Выбрать главу

А затем вдруг после долгой статики лихорадочно задвигался внутренний ритм. Появился Хоккеист, и одно за другим начались события. Шторм на море, Сергей гибнет, Хоккеист любит, Таня страдает, они женятся, выясняется, что Сергей жив... Событий множество, а времени на их анализ нет. Но мне уже не остается ничего иного, как мчаться в слепой любви вслед за скороговоркой сценариста. Куда бегу? Бегу к финалу, к смерти героя от любви. К заветному торту на третье, о котором мечталось с самого начала работы.

Так или иначе, но архитектоника фильма повторяет архитектонику сценария. И в этом, думаю, была моя ошибка. Просторно разлегшись на кусках, обстоятельно проработанных сценаристом, я не уделил достаточного внимания кускам, наспех проговоренным, написанным достаточно функционально. А чем короче сцена, тем более глубокими должны быть в ней мотивировки, тем концентрированней должен быть сгусток наполняющих ее эмоций. К сожалению, душевные ходы героев в целом ряде мест сценария не были в достаточной мере исследованы, и я в своем режиссерском анализе не углубил их. Это в первую очередь относится к линии замужества Тани. Конечно, умный зритель понимает необходимость и правильность ее решения, а надо было бы, чтобы он это не понял, а почувствовал, чтобы сам всей душой желал этого. Значит, надо было подробнее и глубже проследить вызревание этого решения, показать духовную и душевную смерть Тани так, чтобы зритель сам после этого мечтал увидеть ее женой Хоккеиста. А это не сделано. Допущен драматургический просчет. Кто виноват? Виноват режиссер. Он же сам выбирал сукно на костюм, сам смотрел, из чего будет шить. На кого же теперь пенять, если материал пополз по швам...

Текучесть формы

Очень, по-моему, глубоко и интересно высказался Родион Щедрин об архитектонике своего балета “Анна Каренина”. “Мы стремились, — говорит он, — к симфонической непрерывности повествования. К сплошному потоку музыки, где сцены не только гибко переходят друг в друга, но наплывают, даже перекрывают одна другую. Лишь таким путем, думается, можно выстроить архитектонику столь насыщенного полифонией и контрапунктом произведения, каким уже в замысле является переложение романа Толстого”.

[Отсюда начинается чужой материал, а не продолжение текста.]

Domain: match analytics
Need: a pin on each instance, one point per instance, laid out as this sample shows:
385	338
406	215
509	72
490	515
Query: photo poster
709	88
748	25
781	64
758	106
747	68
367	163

Чувствуется, что это говорит музыкант. Его интересует не литературная, а симфоническая непрерывность, наложение сцен друг на друга, единое течение потока, необходимое музыке. Уверен, что и кинематографу также.

В свое время Феллини предложил термин “суспензиальность”. Он говорил, что фильм должен не дробиться на четкие эпизоды, но быть подобным суспензии, чем-то вроде часов Сальвадора Дали, стекающих со стола. Один эпизод должен вливаться в другой. И действительно, когда смотришь картины Феллини, “8 1/2” например, обнаруживаешь эту текучесть переходов. Или иногда вдруг — внезапный слом, и кажется, что уже начался другой эпизод, а это все продолжается прежний. Подобная же суспензиальность формы свойственна и музыке Скрябина, где даже прерывность течения, его внезапные обвалы являются продолжением единого потока развития.

Мне вообще часто хочется проводить параллели между фильмами и музыкой. Скажем, Чаплин у меня неизменно ассоциируется с Моцартом — их произведения похожи своей легкостью, четкостью и дробностью формы. “Ватерлоо” Бондарчука, или американские фильмы типа “Унесенных ветром”, или “Дочери Райана” вызывают в памяти симфонизм Чайковского — в них та же широта, ясность, линеарность потока. А в картинах Бергмана поражает их сложная полифоничность, близкая баховской фуге. Возможно, эти ассоциации достаточно субъективны, но, думается, все же есть и некоторые объективные основания для таких параллелей.

Вот эта музыкальность течения фильма выстраивается на многих уровнях — перетекания одного крупного блока в другой, эпизода в эпизод, кадра в кадр.

Сценарий Григорьева первоначально делился на четкие четыре части: “Любовь”, “Разлука”, “Возвращение”, “Новоселье”. Такое деление было слишком громоздким для фильма, длящегося чуть более двух часов. Поэтому я стал думать о том, как бы перекомпоновать картину, разбив ее на три части. Потом и от этого деления мы отказались и просто поделили картину на две неравной длины новеллы без названий — цветную и черно-белую. Это уже были два взаимоотрицающих и взаимоуничтожающих мира, недаром нашлось так много зрителей, не сумевших воспринять их как одно целое: одни восхищаются первой частью и не принимают вторую, другие, наоборот, хвалят вторую и бранят первую.